Following Kiera13's brilliant advice of 'Find a kid! Find a kid right now!' I duly grabbed my daughter (I KNEW there was a reason I had her) and my nephew, who had come to stay, and hot-tailed it into town.
Twenty-five stressed minutes, two bags of skittles, three large cokes and a promotional Finding Nemo card later, we were seated in the front row of the large cinema - so we could 'see clearly'. Yes, darling, but mummy really needs a NECK to see.

I soon forgot about my neck issues, and the smells of sickly-sweet popcorn, the excited squeals of kids riding sugar-highs, and the U-rated adverts in the delight of this gorgeously animated flick.

The main character is worry-wart Clownfish Marlin (que the obligatory joke - 'he's not very funny for a clownfish') whose beloved wife and 399 of his 400 babies were eaten by a nasty shark. Marlin and one baby survived - major cutie Nemo of the title.
Marlin promises to never let anything happen to Nemo, and turns into a loving but stiffling protective father. Marlin is especially protective of Nemo because he has a "lucky fin" - ie an underdeveloped one that is rendered almost useless. How politically-correct and disabled-friendly is Disney? Perhaps Pixar's influence, methinks?

Nemo's first day of school roles around - a chance for him to see the big wide sea, but for Marlin more like a chance to lose his only son. The kids meet at the drop-in point and we cringe at Marlin's embarassing attempts to tell a joke ("A sea-cucumber walks up to an anemone - well, not actually walks, because its the sea - well, the sea cucumber is in one place and the anemone is in another...").
The "school bus" stingray arrives, and Nemo leaves. Unfortunately, Marlin decides he's made a huge mistake, and chases after it, embarasses Nemo and makes him come home. In defiance, trying to prove to his dad that he can do things alone, and at the same time trying to impress his daredevil classmates (including an Octopus who embarrassingly 'inks' at important moments) Nemo swims up to a boat and 'touches' it. He tries to swim back down, but, (nooooooo!) is captured by a diver.

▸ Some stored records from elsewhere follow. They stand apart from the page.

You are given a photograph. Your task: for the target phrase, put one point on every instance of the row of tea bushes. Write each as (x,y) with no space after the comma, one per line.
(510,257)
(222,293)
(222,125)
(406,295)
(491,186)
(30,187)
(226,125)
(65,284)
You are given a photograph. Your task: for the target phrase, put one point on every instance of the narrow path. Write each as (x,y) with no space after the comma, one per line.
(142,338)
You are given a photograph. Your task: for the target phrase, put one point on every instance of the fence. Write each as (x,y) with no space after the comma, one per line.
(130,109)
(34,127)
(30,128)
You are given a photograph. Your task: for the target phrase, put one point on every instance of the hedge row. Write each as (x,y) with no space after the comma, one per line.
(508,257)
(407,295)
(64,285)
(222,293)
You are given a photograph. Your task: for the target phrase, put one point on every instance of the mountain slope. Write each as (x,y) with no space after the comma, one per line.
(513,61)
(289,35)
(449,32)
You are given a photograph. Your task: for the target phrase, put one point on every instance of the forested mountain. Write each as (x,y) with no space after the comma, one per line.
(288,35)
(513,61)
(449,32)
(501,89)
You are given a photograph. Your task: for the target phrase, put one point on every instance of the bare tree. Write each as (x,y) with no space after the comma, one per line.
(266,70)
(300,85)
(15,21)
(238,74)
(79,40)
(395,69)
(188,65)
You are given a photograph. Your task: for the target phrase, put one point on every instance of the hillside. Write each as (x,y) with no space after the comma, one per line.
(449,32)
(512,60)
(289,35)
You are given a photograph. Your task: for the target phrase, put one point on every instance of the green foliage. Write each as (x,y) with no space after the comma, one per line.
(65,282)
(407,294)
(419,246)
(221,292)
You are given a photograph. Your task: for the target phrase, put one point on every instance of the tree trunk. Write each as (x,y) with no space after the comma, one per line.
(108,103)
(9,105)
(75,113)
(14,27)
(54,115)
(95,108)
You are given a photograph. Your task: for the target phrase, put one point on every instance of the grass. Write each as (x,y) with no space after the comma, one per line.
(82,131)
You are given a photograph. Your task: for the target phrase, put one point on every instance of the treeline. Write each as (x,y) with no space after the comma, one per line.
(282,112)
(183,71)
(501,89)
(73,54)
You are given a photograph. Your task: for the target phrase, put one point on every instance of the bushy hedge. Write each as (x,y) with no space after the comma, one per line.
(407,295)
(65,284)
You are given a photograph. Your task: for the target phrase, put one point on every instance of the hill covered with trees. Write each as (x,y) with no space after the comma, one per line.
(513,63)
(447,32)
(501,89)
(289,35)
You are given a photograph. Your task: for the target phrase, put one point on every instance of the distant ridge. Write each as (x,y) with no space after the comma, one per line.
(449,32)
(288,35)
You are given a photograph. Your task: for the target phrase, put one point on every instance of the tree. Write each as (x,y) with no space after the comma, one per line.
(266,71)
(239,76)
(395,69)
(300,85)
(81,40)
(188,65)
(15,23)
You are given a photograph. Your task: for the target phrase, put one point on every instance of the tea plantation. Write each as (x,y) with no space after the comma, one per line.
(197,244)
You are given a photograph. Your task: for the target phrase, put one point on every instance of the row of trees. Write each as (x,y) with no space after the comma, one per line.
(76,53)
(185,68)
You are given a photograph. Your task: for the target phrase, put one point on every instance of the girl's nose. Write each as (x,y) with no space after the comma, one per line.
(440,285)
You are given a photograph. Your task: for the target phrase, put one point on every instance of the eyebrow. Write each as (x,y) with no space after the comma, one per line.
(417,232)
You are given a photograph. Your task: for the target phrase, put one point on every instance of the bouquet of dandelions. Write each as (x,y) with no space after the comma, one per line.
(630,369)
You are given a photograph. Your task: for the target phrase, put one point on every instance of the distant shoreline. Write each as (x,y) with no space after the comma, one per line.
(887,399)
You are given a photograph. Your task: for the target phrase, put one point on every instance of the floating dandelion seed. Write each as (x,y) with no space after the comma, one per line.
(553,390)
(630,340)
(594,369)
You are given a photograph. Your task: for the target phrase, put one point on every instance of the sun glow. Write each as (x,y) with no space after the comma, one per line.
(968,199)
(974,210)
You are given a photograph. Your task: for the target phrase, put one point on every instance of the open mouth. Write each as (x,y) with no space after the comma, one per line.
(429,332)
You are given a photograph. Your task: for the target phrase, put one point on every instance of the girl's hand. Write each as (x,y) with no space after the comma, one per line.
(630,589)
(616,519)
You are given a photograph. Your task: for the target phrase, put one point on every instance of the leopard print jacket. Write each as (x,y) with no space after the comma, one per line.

Marlin is distraught, understandably, and despite his fear of the Ocean, sets to find Nemo - who is trapped in a Dentist's fishtank waiting for 'fishkiller' niece Darla to be given him as a birthday present - with only the address on a dropped mask to help. Oh, and an adorable fish with short-term memory loss called Dory ("A game? Oooh, pick me! Pick me!)

Along the way they meet a host of characters, including a reformed fisheating sharks ("Fish are friends, not food"), a brilliantly funny hippie sea-turtle ("Later, JellyMan dude...sweeeeeeeeeet!") and an evil piranha.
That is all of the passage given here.